How personalised is my rating?

Real Time Ratings produces instant scores for loan products and updates them based what you tell us about what you’re looking for in a loan. In that sense, we believe the ratings are as close as you get to personalised; the more you tell us, the more we customise to ratings to your needs. Some borrowers value flexibility, while others want the lowest cost loan. Your preferences will be reflected in the rating. 

We also take a shorter term, more realistic view of how long borrowers hold onto their loan, which gives you a better idea about the true borrowing costs. We take your loan details and calculate how much each of the relevent loans would cost you on average each month over the next five years. We assess the overall flexibility of each loan and give you an easy indication of which ones are likely to adjust to your needs over time. 

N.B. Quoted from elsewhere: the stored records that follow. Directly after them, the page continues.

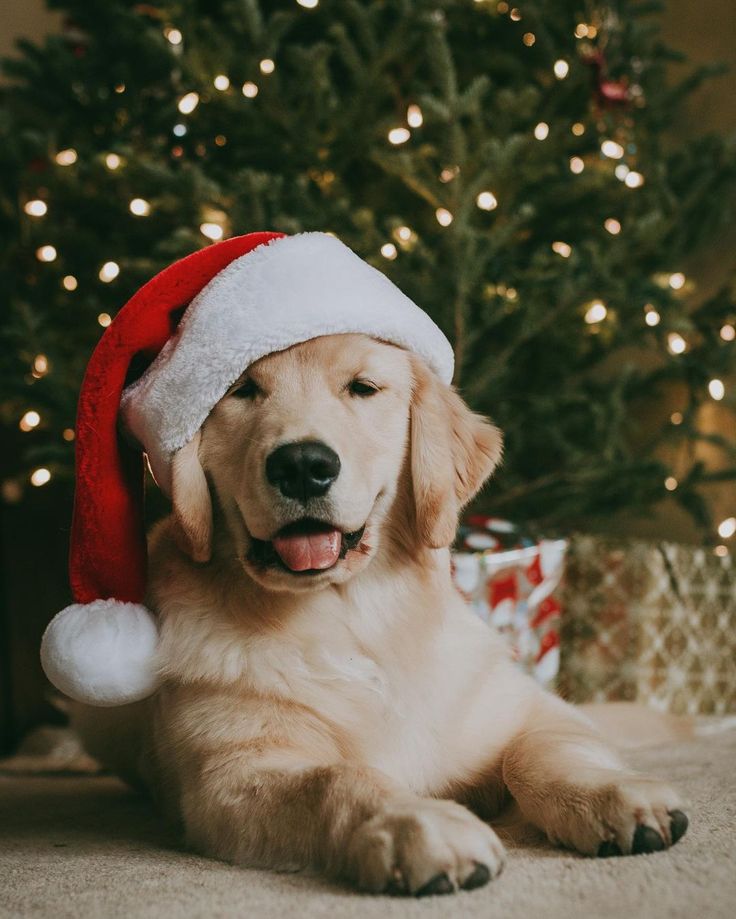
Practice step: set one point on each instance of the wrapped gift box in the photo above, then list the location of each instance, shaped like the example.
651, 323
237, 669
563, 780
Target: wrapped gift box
651, 623
510, 581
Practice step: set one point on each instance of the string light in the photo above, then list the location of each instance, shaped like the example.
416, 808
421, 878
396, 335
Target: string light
35, 208
727, 527
561, 248
651, 316
414, 116
487, 201
46, 254
188, 103
66, 157
398, 136
140, 207
29, 421
676, 343
109, 271
612, 150
677, 280
40, 476
444, 217
212, 231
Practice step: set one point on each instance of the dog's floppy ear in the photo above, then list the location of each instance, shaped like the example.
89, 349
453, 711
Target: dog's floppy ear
453, 451
190, 496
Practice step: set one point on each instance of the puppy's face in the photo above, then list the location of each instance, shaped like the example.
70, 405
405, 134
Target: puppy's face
308, 449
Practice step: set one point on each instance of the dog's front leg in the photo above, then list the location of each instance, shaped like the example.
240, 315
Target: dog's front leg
349, 821
569, 783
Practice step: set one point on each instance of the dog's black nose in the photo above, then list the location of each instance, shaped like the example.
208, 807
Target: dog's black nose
303, 470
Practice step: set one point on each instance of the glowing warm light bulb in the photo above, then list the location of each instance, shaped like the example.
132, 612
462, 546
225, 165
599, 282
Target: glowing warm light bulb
109, 271
46, 253
188, 103
576, 165
596, 312
562, 248
414, 116
444, 217
40, 476
212, 231
66, 157
486, 201
398, 136
29, 421
727, 528
140, 207
612, 150
676, 343
35, 208
677, 280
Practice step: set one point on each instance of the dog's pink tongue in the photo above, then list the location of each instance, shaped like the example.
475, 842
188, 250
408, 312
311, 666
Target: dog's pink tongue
303, 551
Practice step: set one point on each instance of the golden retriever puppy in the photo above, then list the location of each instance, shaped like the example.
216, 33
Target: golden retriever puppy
328, 700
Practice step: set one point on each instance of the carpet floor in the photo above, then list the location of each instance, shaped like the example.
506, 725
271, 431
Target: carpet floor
85, 846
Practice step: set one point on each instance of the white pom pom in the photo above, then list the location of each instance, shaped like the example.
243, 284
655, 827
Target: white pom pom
102, 653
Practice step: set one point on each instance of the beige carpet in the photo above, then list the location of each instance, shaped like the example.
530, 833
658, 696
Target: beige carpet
87, 847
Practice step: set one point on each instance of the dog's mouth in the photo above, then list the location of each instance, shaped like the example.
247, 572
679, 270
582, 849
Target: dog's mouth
305, 547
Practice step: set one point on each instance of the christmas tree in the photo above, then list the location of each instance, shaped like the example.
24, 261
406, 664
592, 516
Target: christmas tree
510, 169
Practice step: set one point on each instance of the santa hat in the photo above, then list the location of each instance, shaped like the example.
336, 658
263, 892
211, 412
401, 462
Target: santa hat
196, 326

How often is your data updated?

We work closely with lenders to get updates as quick as possible, with updates made the same day wherever possible.

How can I get a home loan with no deposit?

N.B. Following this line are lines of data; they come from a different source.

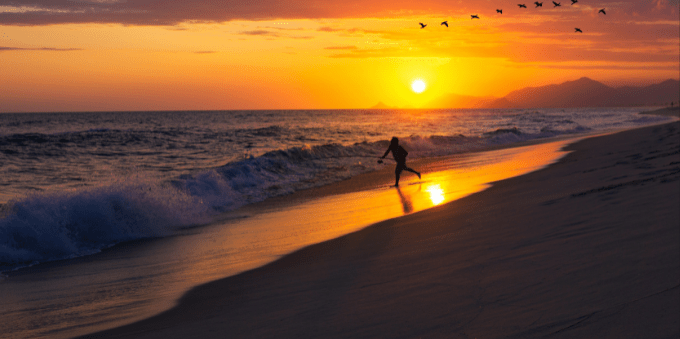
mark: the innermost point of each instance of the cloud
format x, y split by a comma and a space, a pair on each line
39, 49
340, 47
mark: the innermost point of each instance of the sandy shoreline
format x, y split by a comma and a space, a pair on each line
588, 247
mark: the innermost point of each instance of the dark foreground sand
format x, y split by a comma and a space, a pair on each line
586, 248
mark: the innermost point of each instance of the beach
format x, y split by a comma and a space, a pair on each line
588, 247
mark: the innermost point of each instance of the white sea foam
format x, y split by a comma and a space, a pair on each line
64, 224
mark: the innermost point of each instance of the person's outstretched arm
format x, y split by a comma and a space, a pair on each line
387, 152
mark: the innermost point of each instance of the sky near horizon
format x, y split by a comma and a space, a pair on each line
121, 55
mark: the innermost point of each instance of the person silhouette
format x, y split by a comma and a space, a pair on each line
399, 154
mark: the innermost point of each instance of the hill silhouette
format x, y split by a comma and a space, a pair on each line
583, 92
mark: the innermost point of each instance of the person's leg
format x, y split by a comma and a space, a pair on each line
397, 173
412, 170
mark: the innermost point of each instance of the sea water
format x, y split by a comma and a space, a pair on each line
75, 184
72, 184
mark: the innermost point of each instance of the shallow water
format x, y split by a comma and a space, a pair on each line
135, 280
76, 183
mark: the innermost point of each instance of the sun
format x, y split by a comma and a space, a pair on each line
418, 86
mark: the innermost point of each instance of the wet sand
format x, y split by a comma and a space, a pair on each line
588, 247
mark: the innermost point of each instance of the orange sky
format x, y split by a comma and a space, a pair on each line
111, 55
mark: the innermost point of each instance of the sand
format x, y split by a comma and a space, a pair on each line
586, 248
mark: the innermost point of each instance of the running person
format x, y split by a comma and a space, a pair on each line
399, 154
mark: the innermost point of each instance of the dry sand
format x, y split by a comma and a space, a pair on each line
586, 248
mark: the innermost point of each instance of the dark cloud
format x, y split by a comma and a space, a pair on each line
39, 49
341, 47
259, 32
172, 12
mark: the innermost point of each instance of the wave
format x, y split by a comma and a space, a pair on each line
59, 225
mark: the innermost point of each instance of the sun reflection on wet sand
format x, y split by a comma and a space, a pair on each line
152, 276
436, 194
247, 243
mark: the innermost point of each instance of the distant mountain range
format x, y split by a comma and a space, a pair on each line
583, 92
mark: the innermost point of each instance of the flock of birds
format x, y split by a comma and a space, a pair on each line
538, 4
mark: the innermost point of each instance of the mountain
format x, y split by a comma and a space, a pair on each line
586, 92
583, 92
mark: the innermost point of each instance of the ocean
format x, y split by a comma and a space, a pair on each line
77, 184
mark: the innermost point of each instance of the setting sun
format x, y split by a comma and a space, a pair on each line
418, 86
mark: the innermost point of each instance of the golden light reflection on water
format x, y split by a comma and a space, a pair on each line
234, 246
253, 241
436, 194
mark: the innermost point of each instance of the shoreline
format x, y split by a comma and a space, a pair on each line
393, 268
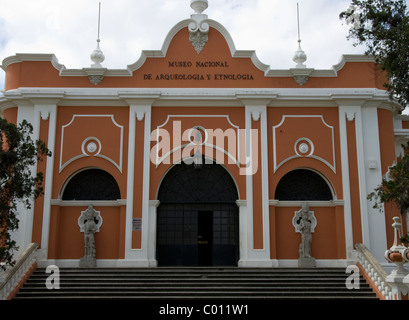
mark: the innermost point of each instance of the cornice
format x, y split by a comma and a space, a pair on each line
199, 97
145, 54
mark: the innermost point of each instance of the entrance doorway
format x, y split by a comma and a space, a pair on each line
197, 219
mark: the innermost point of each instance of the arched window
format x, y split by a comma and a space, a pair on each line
92, 184
303, 185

Following the Global Financial Crisis, no-deposit loans, as they once used to be known, have largely been removed from the market. Now, if you wish to enter the market with no deposit, you will require a property of your own to secure a loan against or the assistance of a guarantor.

How much of the RBA rate cut do lenders pass on to borrowers?

When the Reserve Bank of Australia cuts its official cash rate, there is no guarantee lenders will then pass that cut on to lenders by way of lower interest rates. 

Sometimes lenders pass on the cut in full, sometimes they partially pass on the cut, sometimes they don’t at all. When they don’t, they often defend the decision by saying they need to balance the needs of their shareholders with the needs of their borrowers. 

As the attached graph shows, more recent cuts have seen less lenders passing on the full RBA interest rate cut; the average lender was more likely to pass on about two-thirds of the 25 basis points cut to its borrowers.  image002

How common are low-deposit home loans?

Low-deposit home loans aren’t as common as they once were, because they’re regarded as relatively risky and the banking regulator (APRA) is trying to reduce risk from the mortgage market.

However, if you do your research, you’ll find there is still a fairly wide selection of banks, credit unions and non-bank lenders that offers low-deposit home loans.

How do I take out a low-deposit home loan?

If you want to take out a low-deposit home loan, it might be a good idea to consult a mortgage broker who can give you professional financial advice and organise the mortgage for you.

Another way to take out a low-deposit home loan is to do your own research with a comparison website like RateCity. Once you’ve identified your preferred mortgage, you can apply through RateCity or go direct to the lender.

What is an ombudsman?

An complaints officer – previously referred to as an ombudsman -looks at formal complaints from customers about their credit providers, and helps to find a fair and independent solution to these problems.

These services are handled by the Australian Financial Complaints Authority, a non-profit government organisation that addresses and resolves financial disputes between customers and financial service providers.

Remaining loan term

The length of time it will take to pay off your current home loan, based on the currently-entered mortgage balance, monthly repayment and interest rate.